Lungfish fins discover how limbs evolve

The evolution of limbs with functional figures of fish fins occurred about 400 million years ago in the Devonian. Through this morphological transition, vertebrates left the water to conquer land and gave rise to all four-legged animals or tetrapods – the evolutionary strain that includes all amphibians, reptiles, birds and mammals (including humans). Since the nineteenth century, various theories based on both fossils and embryos have been attempted to explain how this transformation evolved. However, exactly how hands with figures from fish fins remained was unknown.

An international team of biologists based at the University of Konstanz (Germany), Macquarie University in Sydney (Australia) and the Anton Dohrn Stazione Zoologica in Naples (Italy) determined how the limbs evolved from fins with embryos of the Australian lungfish (Neoceratodus forsteri)) for their study. The Australian lungfish is the closest living fish ratio of tetrapods and is often considered a “living fossil”, as it still resembles the fish that roamed at the time of the first four-limbed landings. began to run. For these reasons, the fish of lungfish provide a better reference to study the evolutionary transition from fins to limbs than any other existing fish species.

The research of the team, which is reported in the latest issue of Science Advances, shows that a primitive hand is present in lungfish fins, but at the same time suggests that the unique anatomy of limbs with figures only evolved during the emergence of tetrapods due to changes in embryonic development.

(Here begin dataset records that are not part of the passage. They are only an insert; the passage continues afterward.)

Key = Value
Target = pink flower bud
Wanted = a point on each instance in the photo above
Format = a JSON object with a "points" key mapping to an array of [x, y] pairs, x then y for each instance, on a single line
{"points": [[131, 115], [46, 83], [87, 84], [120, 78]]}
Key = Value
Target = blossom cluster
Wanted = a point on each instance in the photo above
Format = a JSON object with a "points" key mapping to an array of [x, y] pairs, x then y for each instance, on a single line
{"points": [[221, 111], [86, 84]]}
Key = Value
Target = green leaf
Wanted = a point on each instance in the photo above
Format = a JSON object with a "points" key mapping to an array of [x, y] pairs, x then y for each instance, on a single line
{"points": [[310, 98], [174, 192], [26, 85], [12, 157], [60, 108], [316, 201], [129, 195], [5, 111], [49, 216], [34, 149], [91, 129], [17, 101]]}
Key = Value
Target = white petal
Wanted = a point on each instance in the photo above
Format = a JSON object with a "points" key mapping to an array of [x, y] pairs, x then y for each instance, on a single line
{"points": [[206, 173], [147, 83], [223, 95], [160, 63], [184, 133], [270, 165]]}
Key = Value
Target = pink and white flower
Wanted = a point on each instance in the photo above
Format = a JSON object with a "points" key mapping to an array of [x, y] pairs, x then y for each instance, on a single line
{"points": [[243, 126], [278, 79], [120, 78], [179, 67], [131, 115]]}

Insight of embryonic development: genes of members of architect

To solve the puzzle of how limbs originated from fins during evolution, researchers have focused on embryonic development. “During embryogenesis, a suite of ‘architect’ genes forms an amorphous group of progenitor cells in fully grown limbs,” explains Dr. Joost Woltering, first author of the study and an assistant professor in the group Evolutionary Biology at the University of Konstanz. by Professor Axel Meyer. The same “architect” genes also drive fine-tuning. However, because evolutionary changes have taken place in the activity of these genes, the evolutionary process produces fins in fish and limbs in tetrapods.

To compare this process in fins and limbs, the team studied such “architect” genes in the embryos of the Australian lungfish. “Amazingly what we discovered is that the gene that specifies the hand in limbs (hoxa13) is activated in a similar skeletal region in lungfish fins,” explains Woltering. Importantly, this domain has never been observed in the fins of other fish that are further related to tetrapods. “This finding clearly indicates that a primitive hand was already present in the ancestors of land animals.”

Development patterns: differences and similarities

The lungfish “hand”, despite this modern genetic signature, is somewhat similar to the anatomy of tetrapod hands because it lacks no fingers or toes. To understand the genetic basis for this difference, the team went on to analyze additional genes known to be associated with the formation of numbers, and found that one gene is important for the formation of fingers and toes (hoxd13 – a “sister gene”). to above- named hoxa13) appeared otherwise to switch into fins.

During tetrapod limb development, the hoxd13 gene is activated in a dynamic manner. It is first activated in the developing pinky finger and then extends all the way through the future hand to the thumb. This process coordinates the exact formation of all five fingers. While the team of Joost Woltering observed a similar activation pattern of this gene in lungfish fins, it did not show this extension, but remained activated only in exactly half of the fin. Additional differences were found for genes that are normally excluded in numbers. In lungfish fins, these genes remain active, but on the opposite side of the domain where hoxd13 is activated.

Old hypotheses – future directions

“All of this shows that although lungfish fins unexpectedly have a primitive hand in common with tetrapods, the fins of our ancestors also needed an evolutionary ‘finish’ to produce limbs. In this sense, it seems like the hand was there first, only later. complement with figures later in evolution, “says Woltering. One influential hypothesis regarding the evolution of limbs first proposed by the early 20th century paleontologists Thomas Westoll and William Gregory, and famously further developed in the 1980s by Neil Shubin, postulates that fingers and toes were formed by a expansion of the skeletal elements on one side of the fins of the tetrapod ancestor. This derived extension of fin elements corresponds exactly to the differences the team found in the extension of the numerical genes between lungfish fins and tetrapod limbs. The team’s observations on the activation and deactivation of “architect” genes in lungfish fins thus provide evidence in support of this classical transformation model.

In the future, in order to fully understand what extends this domain, making our limbs so different from fish fins, the researchers plan to conduct further analyzes on the development of fins and limbs, use of lungfish, but also modern fish species such as cichlids and their embryos are easier to study with techniques such as CRISPR. “To complete the picture of what happened in our fish ancestors that crawled ashore hundreds of millions of years ago, we really rely on modern living species to see how their embryos’ fins and limbs grow so differently,” concludes Woltering.